I could feel the AMG’s traction control fighting the tyres urge to wheelspin as my right foot was still trying hard to kill the throttle pedal with all the force I could manage. And then, suddenly, the tyres found purchase. And it was only then that I feel the sheer force of the car’s acceleration.
And almost instantaneously, I braked more than required in an effort to regain psychic strength. Now, with less pace than intended carried into the bend, I ended up understeering through C4 and C5! Yes, you heard it right. But I devilishly smiled at myself. “So it’s geared to understeer when taken easy and oversteer when pushed to the limit”, I told myself. Knowing what to do next, I immediately weaved my right foot to attack the long C6 and C7 so that I can swiftly apply what I just absorbed. “Be more aggressive”, I told myself all throughout the long curve as I accelerated briskly thanks to the confidence I gathered.
And before I could fathom what was happening, I was already at C1, and approaching it very fast.
Thankfully, I had left all the electronic nannies on. So I braked, and turned, and prayed, as the car twitched around, but it held. And even as I was still unwinding the steering for the short straight between C1 and C2,I began panicking all over again because this was two out of two corners wherein the GT R’s pace was too much for me to handle.
The rest of the lap was less taxing. I was still flooring it and getting the braking all wrong going deep into bends. But, by now I knew the car could handle my tomfoolery.
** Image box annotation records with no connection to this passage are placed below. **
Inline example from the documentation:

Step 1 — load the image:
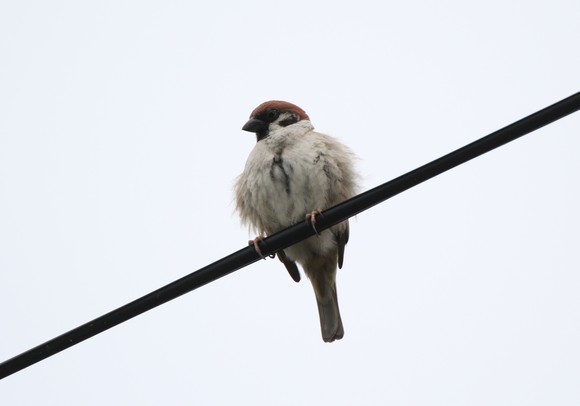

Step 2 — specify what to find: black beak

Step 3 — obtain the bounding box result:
[242,118,268,134]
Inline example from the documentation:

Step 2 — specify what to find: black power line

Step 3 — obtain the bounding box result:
[0,93,580,379]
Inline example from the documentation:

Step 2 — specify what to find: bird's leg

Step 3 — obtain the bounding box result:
[248,235,276,259]
[306,209,322,236]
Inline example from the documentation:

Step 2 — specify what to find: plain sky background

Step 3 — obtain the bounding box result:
[0,0,580,406]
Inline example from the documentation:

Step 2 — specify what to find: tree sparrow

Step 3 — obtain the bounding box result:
[235,101,357,342]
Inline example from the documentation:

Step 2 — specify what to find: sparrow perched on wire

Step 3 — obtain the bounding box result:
[235,100,357,342]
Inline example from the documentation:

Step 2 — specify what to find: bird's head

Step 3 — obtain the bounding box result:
[242,100,310,141]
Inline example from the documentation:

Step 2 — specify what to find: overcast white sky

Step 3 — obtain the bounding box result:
[0,0,580,406]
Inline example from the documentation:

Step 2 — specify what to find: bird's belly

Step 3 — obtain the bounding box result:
[251,155,325,233]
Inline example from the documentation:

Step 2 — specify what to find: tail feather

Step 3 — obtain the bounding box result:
[302,251,344,343]
[316,286,344,343]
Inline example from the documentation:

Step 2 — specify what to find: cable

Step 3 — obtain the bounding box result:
[0,92,580,379]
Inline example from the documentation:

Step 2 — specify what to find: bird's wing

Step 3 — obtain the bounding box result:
[277,250,300,282]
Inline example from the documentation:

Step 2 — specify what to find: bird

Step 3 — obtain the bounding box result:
[234,100,358,342]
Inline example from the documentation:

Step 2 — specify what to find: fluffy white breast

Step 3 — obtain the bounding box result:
[235,120,356,252]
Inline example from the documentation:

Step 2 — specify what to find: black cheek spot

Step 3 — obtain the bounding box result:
[279,115,298,127]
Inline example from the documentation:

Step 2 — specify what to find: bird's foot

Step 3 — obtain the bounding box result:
[305,209,323,236]
[248,235,276,259]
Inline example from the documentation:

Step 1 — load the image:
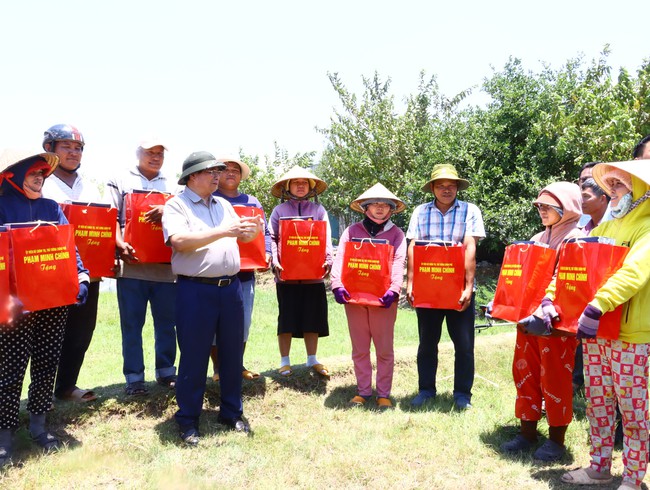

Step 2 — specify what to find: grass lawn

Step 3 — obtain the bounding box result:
[0,274,632,490]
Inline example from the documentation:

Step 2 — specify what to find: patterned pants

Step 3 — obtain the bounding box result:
[583,339,650,485]
[0,306,68,429]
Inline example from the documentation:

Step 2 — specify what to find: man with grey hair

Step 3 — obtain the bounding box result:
[106,138,176,396]
[162,151,262,446]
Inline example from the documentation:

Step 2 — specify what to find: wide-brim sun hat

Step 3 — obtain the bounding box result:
[178,151,226,185]
[350,182,406,214]
[271,166,327,199]
[591,160,650,194]
[0,149,59,182]
[422,163,469,192]
[217,156,251,180]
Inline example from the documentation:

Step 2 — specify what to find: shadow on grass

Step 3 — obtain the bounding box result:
[397,392,455,413]
[262,366,329,395]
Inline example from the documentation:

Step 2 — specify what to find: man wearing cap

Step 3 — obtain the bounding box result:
[162,151,262,445]
[43,124,102,403]
[406,164,485,410]
[210,157,271,381]
[106,138,176,396]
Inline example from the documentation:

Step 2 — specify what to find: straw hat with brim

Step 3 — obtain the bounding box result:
[350,183,406,214]
[591,160,650,194]
[178,151,226,185]
[422,163,469,192]
[533,191,564,208]
[271,167,327,198]
[217,157,251,180]
[0,149,59,188]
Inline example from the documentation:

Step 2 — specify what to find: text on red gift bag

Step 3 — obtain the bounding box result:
[278,219,327,281]
[124,191,172,263]
[233,205,267,271]
[61,203,117,277]
[492,242,557,322]
[553,237,629,339]
[413,242,465,310]
[9,223,79,311]
[341,239,395,306]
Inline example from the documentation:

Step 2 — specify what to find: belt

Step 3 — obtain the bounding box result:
[178,274,237,288]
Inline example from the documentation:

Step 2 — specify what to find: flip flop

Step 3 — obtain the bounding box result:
[278,365,293,377]
[311,364,330,379]
[61,386,97,403]
[241,369,260,379]
[560,468,614,485]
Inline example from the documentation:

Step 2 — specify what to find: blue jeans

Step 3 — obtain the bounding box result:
[175,277,244,430]
[117,277,176,383]
[415,295,474,401]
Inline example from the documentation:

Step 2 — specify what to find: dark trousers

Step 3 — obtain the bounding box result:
[54,281,99,397]
[0,306,68,429]
[176,277,244,430]
[415,295,474,399]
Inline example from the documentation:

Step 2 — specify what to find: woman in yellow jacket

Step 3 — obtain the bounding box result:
[547,161,650,489]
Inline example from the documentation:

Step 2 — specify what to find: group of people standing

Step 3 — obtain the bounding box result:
[0,124,650,488]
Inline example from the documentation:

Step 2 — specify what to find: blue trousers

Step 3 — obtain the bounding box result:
[176,277,244,430]
[117,277,176,383]
[415,295,474,400]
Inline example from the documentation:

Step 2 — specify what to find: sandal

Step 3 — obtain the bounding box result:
[32,431,61,453]
[311,364,330,379]
[241,368,260,379]
[124,381,149,396]
[560,468,614,485]
[58,386,97,403]
[377,396,395,410]
[278,365,293,377]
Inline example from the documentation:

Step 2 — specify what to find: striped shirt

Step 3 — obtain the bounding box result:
[406,199,485,244]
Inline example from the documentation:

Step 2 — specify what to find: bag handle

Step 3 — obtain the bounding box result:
[353,237,377,250]
[293,221,314,242]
Did I say the AMG GT R might be boring around the MMRT? Well, don’t ever let me take up soothsaying because I was so wrong. The GT R is manic and fun and fast and completely intoxicating.
And it oversteers!
At the next lap I decided to be brave. I switched to Race mode with limited help from the electronics. I didn’t put the ESP off completely, of course; being brave is good, but I didn’t want to be stupid. Now, the GT R was a completely different beast.
Going into faster corners – C5, the bowl and C9 – the GT R’s tail would come out beautifully. It wasn’t a snap on and off movement. The turn-in would get the rear to step out slightly and then as I got on the power, it came out even more. And on the two occasions I stamped on the throttle instead of feeding it like I would a Rottweiler, the ESP got me back from my near 90-degree slip angles without a whiff of drama.
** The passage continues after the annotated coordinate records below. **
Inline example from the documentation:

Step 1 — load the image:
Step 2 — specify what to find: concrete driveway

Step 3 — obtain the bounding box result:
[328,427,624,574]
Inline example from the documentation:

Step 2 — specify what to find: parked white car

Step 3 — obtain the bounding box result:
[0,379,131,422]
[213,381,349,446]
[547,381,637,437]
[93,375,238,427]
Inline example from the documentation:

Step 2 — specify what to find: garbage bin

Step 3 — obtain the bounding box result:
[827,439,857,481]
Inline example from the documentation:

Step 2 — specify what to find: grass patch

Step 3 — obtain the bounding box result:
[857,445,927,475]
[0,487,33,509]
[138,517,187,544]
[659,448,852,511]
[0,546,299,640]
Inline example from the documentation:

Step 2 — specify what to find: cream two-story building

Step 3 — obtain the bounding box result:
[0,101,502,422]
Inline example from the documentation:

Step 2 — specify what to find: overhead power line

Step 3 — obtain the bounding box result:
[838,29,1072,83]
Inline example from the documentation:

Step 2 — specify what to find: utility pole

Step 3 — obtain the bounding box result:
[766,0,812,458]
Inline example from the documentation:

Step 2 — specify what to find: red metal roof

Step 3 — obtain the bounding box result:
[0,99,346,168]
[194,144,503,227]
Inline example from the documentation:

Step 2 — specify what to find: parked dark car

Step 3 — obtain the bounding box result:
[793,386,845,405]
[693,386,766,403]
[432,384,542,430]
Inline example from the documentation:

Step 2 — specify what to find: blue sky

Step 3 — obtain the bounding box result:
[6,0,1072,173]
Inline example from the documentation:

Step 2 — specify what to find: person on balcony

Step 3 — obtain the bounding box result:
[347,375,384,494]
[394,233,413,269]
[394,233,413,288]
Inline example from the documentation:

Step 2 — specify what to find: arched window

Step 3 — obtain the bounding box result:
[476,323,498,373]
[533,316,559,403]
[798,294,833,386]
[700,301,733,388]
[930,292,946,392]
Did I mention I loved the GT R? And, not just its colour or its old-school racecar stance, but driving it as well? Well, I did. A lot!
Last words
But, the GT R posted quite a slow lap time for all its hardware. There’s no doubt that the Mercedes-AMG GT R is fast. It’s fast around a straight line, it’s fast entering bends, and even though one has to wait a bit longer than usual to accelerate hard out of corners, once that biting point is reached, it does shoot out like a bat out of green hell.
The slow lap time was down to both the car and the track and how they came together, says Rayomand Banajee. Now, Rayomand was our lap poster. He is also a racecar driver, mentor to karting kids, and an overall good guy. He says MMRT proved to be quite tight for the GT R given its active aeros, its size, its weight, and its power. Also, the rear wheel drive setup made it twitchier than the rest around the tighter sections of the track. On something like a BIC, the GT R would be a lot quicker and closer to others of its brethren.
There was another handicap the GT R had to deal with at our track day. Mercedes wanted us to save the tyres as it had something else planned for the car the very next day. And so Rayo had to take a lot easier than he would have liked to. Take the ‘tyre-saving’ cap away, and the AMG GT R would have been at least three seconds quicker around Chennai.